3. As far as the writing process goes—including such things as conception of idea all the way through to money in the bank—what is the least favourite bit? (Everyone has one!) Hate re-writing. I sometimes take a long time preparing and writing, just so I have to do the least re-writing possible. In the past, I used to avoid it all that I could, but now I accept it as part of the process, still, it annoys me to have to do it. So I prepare and prepare, plan, structure, go through the scenes over and over, before I write. Which is sometimes frustrating. Still, I usually don’t have to re-write that much.

4. Conversely, what is the bit of the writing process that gets your writery brain grinning? Dialogues. Love dialogues. I love action scenes and when I get in the rhythm, I really drool over them. But if I must choose just one, dialogues are the thing. I love playing with the relationships and the dynamics between the characters.

5. If you could steal any author’s ability to improve your own work, who would you steal from and why? (e.g. Tolkien’s language skills, Douglas Adams’ humour, etc.)Ooo! I wish you had asked this one before the previous question!! I would definitely steal George R.R. Martin’s plot talent. The way the guy foreshadows and carefully grooms you over time and then completely destroys you or sends you to the sky is awesome! I love playing with details and create plotlines and storylines that will surprise you later, as they cross and cross. I love it when I can surprise my readers with clever solutions, but Martin is way better than I am. I’d love to have his talent for the thing.

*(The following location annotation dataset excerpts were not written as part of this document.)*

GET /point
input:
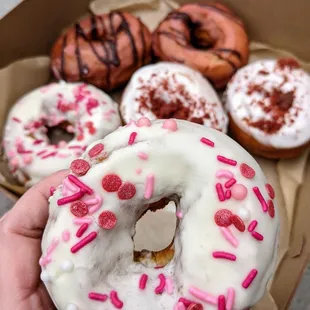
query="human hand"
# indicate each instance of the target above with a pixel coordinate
(21, 231)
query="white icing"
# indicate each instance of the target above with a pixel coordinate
(203, 98)
(295, 132)
(43, 102)
(184, 166)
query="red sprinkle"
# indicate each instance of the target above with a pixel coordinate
(221, 304)
(126, 191)
(81, 230)
(111, 183)
(249, 278)
(247, 171)
(223, 218)
(252, 226)
(270, 208)
(95, 150)
(116, 302)
(207, 142)
(132, 138)
(238, 223)
(220, 191)
(80, 166)
(79, 208)
(142, 282)
(230, 182)
(88, 239)
(270, 191)
(257, 236)
(98, 296)
(224, 255)
(107, 220)
(227, 161)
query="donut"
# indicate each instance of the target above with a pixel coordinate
(226, 212)
(169, 90)
(268, 103)
(206, 37)
(103, 50)
(82, 110)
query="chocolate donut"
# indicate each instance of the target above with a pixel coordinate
(103, 50)
(208, 38)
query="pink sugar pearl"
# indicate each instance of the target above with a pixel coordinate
(170, 124)
(143, 122)
(239, 192)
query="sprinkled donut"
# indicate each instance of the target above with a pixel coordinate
(207, 37)
(226, 220)
(81, 109)
(268, 102)
(169, 90)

6. Now for some fun! The main character of the book you’re working on (or have recently finished) has kidnapped you for ruining their life. How will you explain that what you’re doing is for the best? Oh, I really can’t tell you that. Suffice to say that if he keeps the faith in me, he’ll be alright.

7. You, your main character(s), and the protagonist of the last book you read are playing poker. What are the stakes? Who will win and why?

Probably the fate of the world. But I would win the game with Geralt of Rivia. He’s just too honest. And JJ Berger, the Shadow King, is simply folding most of the time – he keeps playing, but he doesn’t care enough – as long as Laura is okay, he’s okay.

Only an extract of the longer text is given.